FUNERAL IN BERLIN is a very deftly adapted screenplay. It captures the details of Deighton’s complex novel and fleshes them out expertly. There’s a griping climax that departs from the book considerably, but feels completely in keeping with its mood and attitudes.
Holmolka’s turn as the savvy Soviet was a big popular and critical hit when this film came out. Eva Renzi plays the woman with an agenda who picks up Harry. She’s voiced by someone else and looks like a sexier Patty Duke. As in the first Palmer picture, Harry’s bosses and colleagues are cast to perfection. We also get wonderfully evocative location scenes.

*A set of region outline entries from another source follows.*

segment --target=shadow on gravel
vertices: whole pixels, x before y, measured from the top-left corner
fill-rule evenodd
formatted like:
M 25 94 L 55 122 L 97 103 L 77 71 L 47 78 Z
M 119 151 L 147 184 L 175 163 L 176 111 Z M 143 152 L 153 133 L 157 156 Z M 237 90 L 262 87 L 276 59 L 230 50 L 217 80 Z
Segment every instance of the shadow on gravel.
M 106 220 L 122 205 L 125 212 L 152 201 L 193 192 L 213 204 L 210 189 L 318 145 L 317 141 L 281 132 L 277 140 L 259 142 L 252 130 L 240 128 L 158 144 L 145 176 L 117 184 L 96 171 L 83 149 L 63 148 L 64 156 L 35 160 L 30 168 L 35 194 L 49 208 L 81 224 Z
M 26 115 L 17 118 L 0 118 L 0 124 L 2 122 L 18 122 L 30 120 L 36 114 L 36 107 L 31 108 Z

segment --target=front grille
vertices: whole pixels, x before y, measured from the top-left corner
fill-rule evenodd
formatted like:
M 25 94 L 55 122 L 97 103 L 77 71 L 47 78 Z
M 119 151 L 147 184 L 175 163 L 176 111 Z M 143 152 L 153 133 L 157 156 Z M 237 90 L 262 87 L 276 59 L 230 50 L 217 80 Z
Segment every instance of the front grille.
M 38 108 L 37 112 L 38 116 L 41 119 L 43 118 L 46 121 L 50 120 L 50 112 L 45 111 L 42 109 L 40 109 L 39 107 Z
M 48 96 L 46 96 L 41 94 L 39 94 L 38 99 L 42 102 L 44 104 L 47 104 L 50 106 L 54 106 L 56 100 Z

The three 60s Harry Palmer movies make a compelling case against the auteur theory as the least directorially stylistic entry is easily the best of the series. What flourishes are employed by Hamilton in FUNERAL IN BERLIN seem mainly to have been left over from THE IPCRESS FILE, and ape that picture’s skewed angle shots. But largely, he dispenses with style and serves up a gripping spy tale.
BILLION DOLLAR BRAIN was the third and final theatrical Harry Palmer picture, and rather than offering a sly counterpart to the Bond series, it approaches a near parody of them. Unlike the prior pictures there’s a larger-than-life villain this time, and things even kick off with a self-conscious Maurice Binder title sequence. After that, settle in for a 60s spy yarn that’s dated, but certainly unique.
This time, Harry is dragged back into the service to monitor an old American friend (Karl Malden) and his gorgeous mistress (Francoise Dorleac). The story ultimately leads to a fanatic American anti-communist (Ed Begley Sr.) and his plot to start WWIII by invading a Soviet satellite with his private army.
The film marked the first theatrical offering from Ken Russell who would go on to be the enfant terrible of British film industry for the next two decades. It offers a taste of Russell’s offbeat style, but he never goes entirely over-the-top, though its shift in tone from the other Palmer films is a little jarring.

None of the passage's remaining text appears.